Personally I put all the flags in each file. That way I can know what
features I'm needing at each use-site. Most of my files have only 1-2
flags. Others have 30.
It is important to me to know where I'm leaning on things like
FlexibleInstances that can make inference for users worse if I don't do so
carefully.
It also lets me load up individual modules as I'm working from ghci
directly rather than rebuild the entire package.
This is, of course, a matter of style, so tastes vary.
-Edward
On Tue, Jul 15, 2014 at 2:34 PM, Bardur Arantsson
On 2014-07-15 19:30, Michael Orlitzky wrote:
On 07/14/2014 11:23 PM, Andrew Gibiansky wrote:
Hey all,
I would like to propose a very minor flag to add to GHC. I would like GHC to have a --with-prelude flag, which would specify an alternate Prelude to use instead of the default Haskell prelude.

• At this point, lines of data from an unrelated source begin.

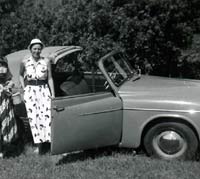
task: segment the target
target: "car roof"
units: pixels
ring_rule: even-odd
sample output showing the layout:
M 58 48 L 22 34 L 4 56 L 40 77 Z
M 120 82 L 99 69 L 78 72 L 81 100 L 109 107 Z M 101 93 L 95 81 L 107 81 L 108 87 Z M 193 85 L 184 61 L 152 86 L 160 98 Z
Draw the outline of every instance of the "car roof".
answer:
M 70 54 L 74 51 L 82 51 L 82 47 L 79 46 L 51 46 L 45 47 L 42 50 L 41 56 L 48 57 L 48 56 L 55 56 L 56 58 L 53 59 L 52 63 L 56 64 L 58 59 L 63 55 Z M 19 69 L 22 59 L 25 56 L 30 55 L 30 51 L 28 49 L 19 50 L 13 53 L 8 54 L 6 57 L 8 59 L 8 65 L 10 71 L 13 75 L 13 82 L 19 86 Z

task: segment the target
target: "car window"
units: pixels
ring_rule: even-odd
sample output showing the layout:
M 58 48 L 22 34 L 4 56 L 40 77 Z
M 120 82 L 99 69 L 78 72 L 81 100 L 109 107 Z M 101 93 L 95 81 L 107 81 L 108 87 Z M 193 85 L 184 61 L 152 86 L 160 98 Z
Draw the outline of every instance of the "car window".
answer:
M 80 53 L 80 52 L 79 52 Z M 106 78 L 97 68 L 80 60 L 79 53 L 68 54 L 53 68 L 56 96 L 70 96 L 109 91 Z

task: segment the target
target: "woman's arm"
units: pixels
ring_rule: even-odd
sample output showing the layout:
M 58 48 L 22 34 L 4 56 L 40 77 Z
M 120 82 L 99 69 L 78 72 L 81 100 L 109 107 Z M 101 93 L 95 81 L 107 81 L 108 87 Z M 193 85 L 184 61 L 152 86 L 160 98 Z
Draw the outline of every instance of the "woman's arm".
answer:
M 24 72 L 25 72 L 24 63 L 21 62 L 21 64 L 20 64 L 20 70 L 19 70 L 19 82 L 20 82 L 20 85 L 21 85 L 22 89 L 25 88 Z
M 22 75 L 19 75 L 19 82 L 21 84 L 22 89 L 25 88 L 25 84 L 24 84 L 24 77 Z
M 51 91 L 52 98 L 55 98 L 55 91 L 54 91 L 54 82 L 52 78 L 52 71 L 51 71 L 51 61 L 48 60 L 48 85 Z

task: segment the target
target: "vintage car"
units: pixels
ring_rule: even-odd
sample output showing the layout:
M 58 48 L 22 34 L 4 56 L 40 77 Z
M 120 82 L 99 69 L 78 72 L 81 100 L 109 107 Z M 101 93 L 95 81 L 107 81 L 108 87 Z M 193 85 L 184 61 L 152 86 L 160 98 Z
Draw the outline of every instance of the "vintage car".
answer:
M 140 75 L 113 51 L 93 66 L 78 46 L 46 47 L 52 61 L 51 153 L 143 147 L 149 156 L 193 159 L 200 137 L 200 82 Z M 7 55 L 16 89 L 28 50 Z

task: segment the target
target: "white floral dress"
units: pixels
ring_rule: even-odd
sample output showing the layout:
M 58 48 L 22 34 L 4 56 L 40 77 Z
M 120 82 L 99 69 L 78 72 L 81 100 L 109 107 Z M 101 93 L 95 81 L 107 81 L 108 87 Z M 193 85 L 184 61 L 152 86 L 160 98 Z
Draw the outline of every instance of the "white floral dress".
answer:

This would have an effect similar to -XNoImplicitPrelude and an additional
import MyNewPrelude
in the source file. It might be a /little/ different semantically, as a qualified import would disable the original implicit import, just like it does with the default Haskell prelude.
[--snip--]
We went down this road once before with -fglasgow-exts. Eventually, we all realized it was much better to place the required extensions in pragmas at the top of the file.
Except "we" don't :). "We" use flags in the .cabal file. Or, at least I do. Explicitness certainly sometimes has great value, but not always.